Moon Probe "Hakuto" to Challenge 5oom+ Lunar Run

By May 11, 2017 at 11:32 pm


This follows up the earlier episode ("Japan's Maiden Moon Probe Ready for Liftoff Next Year) on Japan's challenge to the world's maiden race on the lunar surface engineered by Google. The liftoff is slated for December 28 this year.

Hakuto, or "white hare", is a gem built by a group of engineers in the 30's - one who has forfeited his steady work just to devote his time and effort to this project; others who cared to contribute their private funds to support it. The liftoff slated for year's end, the project is now in its final stage of preparation.
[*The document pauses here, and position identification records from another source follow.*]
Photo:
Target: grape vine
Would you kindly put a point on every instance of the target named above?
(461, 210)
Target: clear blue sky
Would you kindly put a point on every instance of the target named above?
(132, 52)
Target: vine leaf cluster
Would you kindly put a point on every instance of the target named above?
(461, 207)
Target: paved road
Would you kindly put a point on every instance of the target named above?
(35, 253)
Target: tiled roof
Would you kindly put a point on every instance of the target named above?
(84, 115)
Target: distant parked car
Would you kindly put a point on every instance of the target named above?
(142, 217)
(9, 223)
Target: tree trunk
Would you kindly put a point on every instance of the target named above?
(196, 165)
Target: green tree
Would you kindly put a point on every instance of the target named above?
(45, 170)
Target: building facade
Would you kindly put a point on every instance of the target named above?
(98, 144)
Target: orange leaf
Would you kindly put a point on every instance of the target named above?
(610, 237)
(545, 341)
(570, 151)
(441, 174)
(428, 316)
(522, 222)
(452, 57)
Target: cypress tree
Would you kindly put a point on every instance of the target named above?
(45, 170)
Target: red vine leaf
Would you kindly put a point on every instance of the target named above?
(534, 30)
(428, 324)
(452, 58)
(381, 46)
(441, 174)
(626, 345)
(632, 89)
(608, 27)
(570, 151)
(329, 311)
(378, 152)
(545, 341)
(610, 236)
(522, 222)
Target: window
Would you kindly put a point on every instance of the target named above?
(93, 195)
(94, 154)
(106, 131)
The moon surface fluctuates in temperature - over 100C°in the daytime and way below -150C° at night and intense cosmic rays constantly cover the entire surface. The ground heavily undulates and powdery sands and rocky stretches lie intermixed. Rovers would have a hard time covering the surface if not well equipped to overcome such hindrances.

Harder still, a rover can not afford to topple over, or else there would be little chance of recovering its position. This calls for efficient remote-maneuvering communication skills to keep the vehicles in position.

The nearly complete latest model of Hakuto is a carbon body 58 cm long weighing 4 kilos equipped with five cameras to view 360 degrees all around. It has over 2000 parts, of which 70% consisting of everyday consumer products for cost-saving. The vane wheels allow the vehicle to travel over the sands and a special coating over the outer body cuts off the strong sunlight.

Takeshi Kanda, 37, leader of the Hakuto project, comments:

"A charming fact is that space is yet to have an industry. We develop resources in space and by so doing we can create economy in space.
"My idea is to create a world in space where we humans can build a zone of life, so to say."